¿Tenemos algo para tirar por ahí?» No sé cómo contar esto. Nos vamos haciendo peores, supongo. Ese proceso de normalizarlo todo por el mero hecho de que ocurra nos está convirtiendo en quienes no queríamos ser. Ese señor que me dirigió la pregunta delante del cubo de basura en el que estaba rebuscando con sus propias manos y la ayuda de un palo, al verme llegar con mis bolsas de residuos de distinto destino, me dejó tan absorto que le dije: «eh, sí, tome», como si me estuviera dirigiendo al conserje de un hotel o al solícito portero de un edificio de esos que están habitados por vecinos de cierto abolengo.

No hago más que repetir en mi cabeza la secuencia de cómo, al verme llegar, interrumpió con decisión y de manera tan impecable su repugnante tarea. Con una profesionalidad tan exquisita y displicente como surrealista, ese señor sujetó con la mano con la que sostenía el palo la tapa del contenedor gris mientras pisaba el pedal metálico que lo abre, entonces me ofreció la otra mano libre como si me fuera a ayudar a subir un escalón. Como yo no terminaba de adelantarle la bolsa de basura orgánica, la agarró de mi mano con la sonrisa puesta, y la lanzó dentro del contenedor que mantenía abierto con la precisión de un anotador del Unicaja Málaga de baloncesto, como si en eso consistiera su trabajo y llevara haciéndolo toda su vida.

Una vez tirada mi basura, quitó el pie del pedal y con singular agilidad mantuvo la tapa del contenedor gris levantada, sujetándola con el palo como si fuera la mandíbula de un viejo cocodrilo desdentado. Luego esperó, sin dejar de sonreírme, a que yo me diera la vuelta para continuar rebuscando con dignísima indignidad algo que le pudiera resultar aprovechable. Fue todo tan rápido y ese señor actuó con tal determinación y desenvoltura que no me paré a pensar la suciedad a la que se enfrentaba, supongo que por lo reiterado de su situación, ya sin precaución alguna. Ni siquiera me dolió mirar cómo introducía en el contenedor la cabeza, la misma que había mantenido tan erguida al dirigirse a mí, ni cómo debía respirar inevitablemente el hedor y los presuntos gases de la fermentación o de cierta podredumbre mientras removía en la basura.

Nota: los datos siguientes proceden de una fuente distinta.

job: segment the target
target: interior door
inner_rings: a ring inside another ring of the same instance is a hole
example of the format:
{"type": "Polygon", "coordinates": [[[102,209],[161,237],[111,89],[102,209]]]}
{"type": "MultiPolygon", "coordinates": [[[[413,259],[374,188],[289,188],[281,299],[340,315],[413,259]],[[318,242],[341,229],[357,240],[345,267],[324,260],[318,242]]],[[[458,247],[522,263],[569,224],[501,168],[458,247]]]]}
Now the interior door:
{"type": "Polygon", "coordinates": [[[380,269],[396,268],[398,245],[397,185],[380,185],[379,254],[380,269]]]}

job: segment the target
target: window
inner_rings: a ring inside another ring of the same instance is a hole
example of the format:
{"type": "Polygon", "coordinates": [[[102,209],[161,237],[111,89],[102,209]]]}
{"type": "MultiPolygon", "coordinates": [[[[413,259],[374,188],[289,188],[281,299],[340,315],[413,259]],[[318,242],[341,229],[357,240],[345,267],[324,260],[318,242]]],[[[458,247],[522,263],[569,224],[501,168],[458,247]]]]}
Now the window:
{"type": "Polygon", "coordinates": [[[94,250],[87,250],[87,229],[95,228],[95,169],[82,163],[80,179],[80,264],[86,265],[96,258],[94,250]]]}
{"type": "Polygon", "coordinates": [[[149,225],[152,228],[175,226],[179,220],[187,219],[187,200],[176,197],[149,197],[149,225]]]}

Mientras volvía a mi casa se apoderó de mí la certeza de que si estuviera en mi mano contrataría sin dudarlo a ese señor para algo. Su espontánea respuesta de superviviente con clase, aun hundido en la miseria, me hizo sentirme seguro a la hora de poner en sus manos la resolución de algún problema. Yo no sé cómo ha llegado a esa situación en la que andan tantos y tantos podemos andar. Pero sé que parte del desprecio o invisibilidad que padecen quienes malviven como él radica en que no creamos que también nos podría pasar algo que terminara con nosotros en la basura; en que creamos que esas personas son así no que están así; y en que pensamos que eso sólo les pasa a los demás. A pesar de que, como no me canso de repetir, nosotros somos los demás para los otros.